The Open Platform Communication Unified Architecture (OPC UA) [27] is also one of the major standardized platforms. OPC UA provides the necessary infrastructure for interoperability across the enterprise, from machine-to-machine, machine-to-enterprise, and everything in-between. OPC UA has a multi-layered architecture. This allows the incorporation of new protocols, security algorithms, encoding standards, or application-services into OPC UA. OPC UA security consists of multiple layers including application layer and communication layer. The application layer performs user authorization and authentication. On the other hand, the communication layer deals with confidentiality, integrity and app authentication. As the proposed TFTP-compatible file access control and TFTP-compatible attacker deception take responsibility of authenticating legitimate IoT devices and allowing access to the system image files, this method can be compared with the application layer of OPC UA security. There is much similarity in the two platforms. Just like the proposed system utilized hash chain, which has determined legitimate sequence of the elements, the OPC UA uses sequenced packets to eliminate exposure to message replay attacks. OPC UA specified basic functionalities to support a wide range of systems. The functionalities consist of Information Model, Information Model Access, Client-Server, and PubSub. Among these functionalities, Client-Server and PubSub functionalities can be compared with the resource-efficient network boot method. In Client-Server communication of OPC UA, each notification is for a single client with guaranteed delivery. On the other hand, PubSub is optimized for many-to-many configurations. Both platforms contain the functionalities that allow one-to-one and many-to-many data transfer.

4. Experimental Results

4.1. Experiment Environment

To evaluate the performance of the framework proposed in this paper, we build a virtual IoT device based on QEMU to create an IoT platform and conduct experiments. The experimental environment is shown in Figure 11.

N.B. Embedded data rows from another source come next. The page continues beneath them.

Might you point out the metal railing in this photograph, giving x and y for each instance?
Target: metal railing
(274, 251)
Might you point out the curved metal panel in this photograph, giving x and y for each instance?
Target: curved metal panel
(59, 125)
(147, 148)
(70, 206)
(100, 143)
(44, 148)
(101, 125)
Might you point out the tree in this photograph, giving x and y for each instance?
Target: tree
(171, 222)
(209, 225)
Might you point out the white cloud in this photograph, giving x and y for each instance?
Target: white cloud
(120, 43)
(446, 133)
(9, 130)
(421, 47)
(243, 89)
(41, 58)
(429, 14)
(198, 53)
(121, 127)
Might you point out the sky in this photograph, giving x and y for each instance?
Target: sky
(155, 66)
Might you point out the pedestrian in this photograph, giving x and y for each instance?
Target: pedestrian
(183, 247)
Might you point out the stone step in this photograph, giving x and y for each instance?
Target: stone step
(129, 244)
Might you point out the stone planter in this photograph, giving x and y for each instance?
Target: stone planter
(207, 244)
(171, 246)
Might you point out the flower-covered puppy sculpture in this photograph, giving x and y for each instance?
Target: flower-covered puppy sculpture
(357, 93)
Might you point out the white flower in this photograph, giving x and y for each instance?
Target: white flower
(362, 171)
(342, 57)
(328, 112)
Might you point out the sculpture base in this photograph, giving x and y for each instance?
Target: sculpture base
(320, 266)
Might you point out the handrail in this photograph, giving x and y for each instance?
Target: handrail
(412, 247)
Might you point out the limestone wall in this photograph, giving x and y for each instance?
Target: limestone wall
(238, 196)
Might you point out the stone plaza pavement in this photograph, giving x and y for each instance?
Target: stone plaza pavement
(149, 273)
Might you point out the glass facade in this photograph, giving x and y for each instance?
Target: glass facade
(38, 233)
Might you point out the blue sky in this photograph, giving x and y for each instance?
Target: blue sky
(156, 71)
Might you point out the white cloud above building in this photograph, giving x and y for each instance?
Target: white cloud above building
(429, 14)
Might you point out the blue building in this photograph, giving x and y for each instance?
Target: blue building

4.2. Experiment on the Proposed Attacker Deception Technique

4.2.1. Overhead of the Attacker Deception Technique

To implement the TFTP’s attacker deception technique, the server transmitted decoy files to the attackers whose requests have file names that do not exist on the server. We measured the time spent on the server-side to send decoy files to the attackers instead of an error message.
The time consumed to respond to the attackers when the server transmitted an error message and when the server used the attacker deception technique was measured. The average time consumed by Native TFTP that transmits an error message was 34.3698 μ s. In contrast, TFTP using attacker deception technique that transmitted a decoy file consumed 66.4836 μ s on average. Attack requests were transmitted 10,000 times to obtain an average value for processing time. The experimental results shows that there is only a minor overhead of an additional 32.1138 μ s when the server used the proposed attacker deception. Therefore, the attacker deception technique proposed in this paper provides new security functions to the TFTP with a low overhead compared to the error handling of the conventional TFTP that transmits an error message.
The proposed TFTP-compatible file access control provides file access control capabilities to the TFTP for increased security. We simulated attacks for security evaluation as follows. The attackers’ goal was to get a system image file of the IoT devices used on the IoT platform via the TFTP. It was assumed that the attacker did not know the seed value which is used to generate the hash chain on the server and legitimate IoT devices. In the TFTP-compatible file access control, the file name on the server was set to an element of the hash chain. Since the attackers did not know the seed value and the corresponding hash chain, they generated a random 128-character string and sent an RRQ containing the string to the server in an attempt to acquire the file. In this case, the attackers would have to try as many attacks as possible to get the file. In addition, the file name of the server changes each time the IoT device sends a query message to the server. As the file name on the server is changed according to the value of the hash chain, the attackers are unable to access the file through TFTP even if they have unlimited time. In contrast, since a legitimate IoT device owns the hash chain, which is generated by using seed value shared between the server and the IoT device, it knows which value to use. Therefore, legitimate users can directly access the necessary files and download system images via the TFTP. Furthermore, based on the nature of the hash chain, IoT devices do not reuse the same value of the hash chain. Hence, it is difficult to infer the next use of the correct value based on a previous value. As explained above, with the proposed TFTP-compatible file access control, attackers will have difficulty gaining access to files on the server via the TFTP.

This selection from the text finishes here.